Adding on Will's and Sasha's answers, the condition of having a rational point, or at least a "1-truncated homotopy fixed point" for the action is necessary. For example, let $C_2$ act on the circle $S^1$ by half rotation. The covers of $S^1$ are the standard n-fold ones, and we can ask what it takes to lift the action of $C_2$ to the cover, so that it is "defined over $BC_2$". In particular, we need to lift that half-circle rotation to the n-fold cover, for which the options are $1/2n + k/n$ rounds rotation. For this to be an involution, we need that applying it twice gives the identity, i.e. that $1/n +2k/n$ is an integer. If $n$ is even, this is impossible, and so the double cover of this action on $S^1$ has no cover definable over $BC_2$. To turn this topological picture to arithmetic, take $K=\mathbb{R}$ and let complex conjugation act on $\mathbb{C}^\times$ by $z\mapsto -1/\bar{z}$ (which is a form of the multiplicative group with no rational points). The action on the unit circle is then half rotation, so the Galois story realized to the topological one up to profinite completion.
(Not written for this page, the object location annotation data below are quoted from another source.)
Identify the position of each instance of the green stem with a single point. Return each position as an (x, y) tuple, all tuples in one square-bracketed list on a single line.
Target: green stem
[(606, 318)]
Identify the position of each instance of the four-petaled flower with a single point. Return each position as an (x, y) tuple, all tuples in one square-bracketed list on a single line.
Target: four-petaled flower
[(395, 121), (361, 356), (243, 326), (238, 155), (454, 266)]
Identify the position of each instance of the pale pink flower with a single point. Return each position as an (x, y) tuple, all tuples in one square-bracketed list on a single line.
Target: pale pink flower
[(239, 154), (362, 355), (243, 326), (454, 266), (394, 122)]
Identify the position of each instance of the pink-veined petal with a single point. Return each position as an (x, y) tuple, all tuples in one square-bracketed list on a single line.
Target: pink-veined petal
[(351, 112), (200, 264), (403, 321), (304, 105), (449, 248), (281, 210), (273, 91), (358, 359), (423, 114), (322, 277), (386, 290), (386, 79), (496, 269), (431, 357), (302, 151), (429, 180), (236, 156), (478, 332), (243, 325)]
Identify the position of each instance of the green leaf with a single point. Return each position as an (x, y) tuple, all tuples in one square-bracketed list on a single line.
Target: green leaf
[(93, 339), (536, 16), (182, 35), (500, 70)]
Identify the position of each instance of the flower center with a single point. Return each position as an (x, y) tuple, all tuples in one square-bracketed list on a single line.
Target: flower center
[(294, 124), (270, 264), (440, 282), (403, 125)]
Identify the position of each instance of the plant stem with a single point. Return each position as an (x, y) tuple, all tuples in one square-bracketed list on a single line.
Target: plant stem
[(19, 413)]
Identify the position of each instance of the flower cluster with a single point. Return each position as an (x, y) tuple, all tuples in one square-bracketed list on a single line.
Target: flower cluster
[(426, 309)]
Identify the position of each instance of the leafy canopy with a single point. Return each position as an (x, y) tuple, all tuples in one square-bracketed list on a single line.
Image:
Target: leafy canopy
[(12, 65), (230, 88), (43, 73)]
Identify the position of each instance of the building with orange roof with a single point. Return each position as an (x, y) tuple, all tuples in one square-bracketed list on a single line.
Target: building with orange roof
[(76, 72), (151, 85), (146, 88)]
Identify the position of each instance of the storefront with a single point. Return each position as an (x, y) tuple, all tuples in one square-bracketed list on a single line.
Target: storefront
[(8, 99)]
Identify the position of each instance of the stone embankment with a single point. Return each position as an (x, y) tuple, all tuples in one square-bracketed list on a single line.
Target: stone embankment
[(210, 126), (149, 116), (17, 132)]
I would add that what happens topologically is that if we have a fixed point, we can use it to define a "connected" compositum of pointed covers, by taking the component of the tuple of base points lifts. This is what missing in this example esssentially, even though up to isomorphism all covers are actually "the same".

Answer 3

Here's a simple argument assuming $X$ admits a $K$-rational point, and that $X$ has a finitely generated geometric fundamental group. In fact the "further" covering $X''$ can be chosen to be geometrically Galois over $X$.

Let $\Pi := \pi_1(X_K)$, let $\overline{\Pi} := \pi_1(X_{\overline{K}})$ (assumed to be topologically finitely generated). Let $G_K := \text{Gal}(\overline{K}/K)$.
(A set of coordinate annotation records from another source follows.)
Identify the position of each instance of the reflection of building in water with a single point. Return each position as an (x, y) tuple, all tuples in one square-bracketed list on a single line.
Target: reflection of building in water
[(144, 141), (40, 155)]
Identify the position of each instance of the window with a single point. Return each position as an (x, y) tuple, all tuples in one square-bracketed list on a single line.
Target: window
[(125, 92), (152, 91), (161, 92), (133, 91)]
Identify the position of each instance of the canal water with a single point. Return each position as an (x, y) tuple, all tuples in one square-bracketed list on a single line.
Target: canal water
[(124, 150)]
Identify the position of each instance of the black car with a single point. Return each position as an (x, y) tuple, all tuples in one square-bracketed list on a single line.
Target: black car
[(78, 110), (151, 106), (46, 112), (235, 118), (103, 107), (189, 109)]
Since we're working over a field, there's a homotopy exact sequence $$1\rightarrow \overline{\Pi}\rightarrow\Pi\rightarrow G_K\rightarrow 1$$ from which we get a canonical outer action $G_K\rightarrow\text{Out}(\overline{\Pi})$.
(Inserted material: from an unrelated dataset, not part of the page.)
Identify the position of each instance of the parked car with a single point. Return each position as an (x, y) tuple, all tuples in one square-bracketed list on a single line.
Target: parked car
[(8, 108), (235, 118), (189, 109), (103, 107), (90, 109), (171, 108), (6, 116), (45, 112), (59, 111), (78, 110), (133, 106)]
The covering $X'$ (over $\overline{K})$ corresponds to a finite index subgroup $H \le \overline{\Pi}$. It would suffice to find a finite index normal subgroup $\Gamma\lhd \overline{\Pi}$ which is stabilized by $G_K$. Indeed, using the $K$-rational point of $X$, the homotopy exact sequence is split, so the outer action of $G_K$ comes from an honest action, and $\Pi = \overline{\Pi}\rtimes G_K$ relative to this action. If $\Gamma\lhd\overline{\Pi}$ is stabilized by $G_K$, then the subgroup $\Gamma\rtimes G_K\le \Pi$ visibly corresponds to a geometrically connected finite cover of $X_K$ (though it may not be normal inside $\Pi$).

To find this $\Gamma$, let $N\le H$ be the intersection of all the $\overline{\Pi}$-conjugates of $H$, so $N$ is normal and of finite index inside $\overline{\Pi}$. Let $\Gamma$ be the intersection of the kernels of all the surjective homomorphisms $\overline{\Pi}\rightarrow\overline{\Pi}/N$. Since $\overline{\Pi}$ is finitely generated, there are only finitely many such homomorphisms, so $\Gamma$ is also finite index inside $\overline{\Pi}$. Moreover, it's easy to check that $\Gamma$ is characteristic inside $\overline{\Pi}$. Thus, $G_K$ must stabilize $\Gamma$, and hence $\Gamma\rtimes G_K$ will correspond to the desired covering $X_K''\rightarrow X_K$, which is moreover geometrically Galois.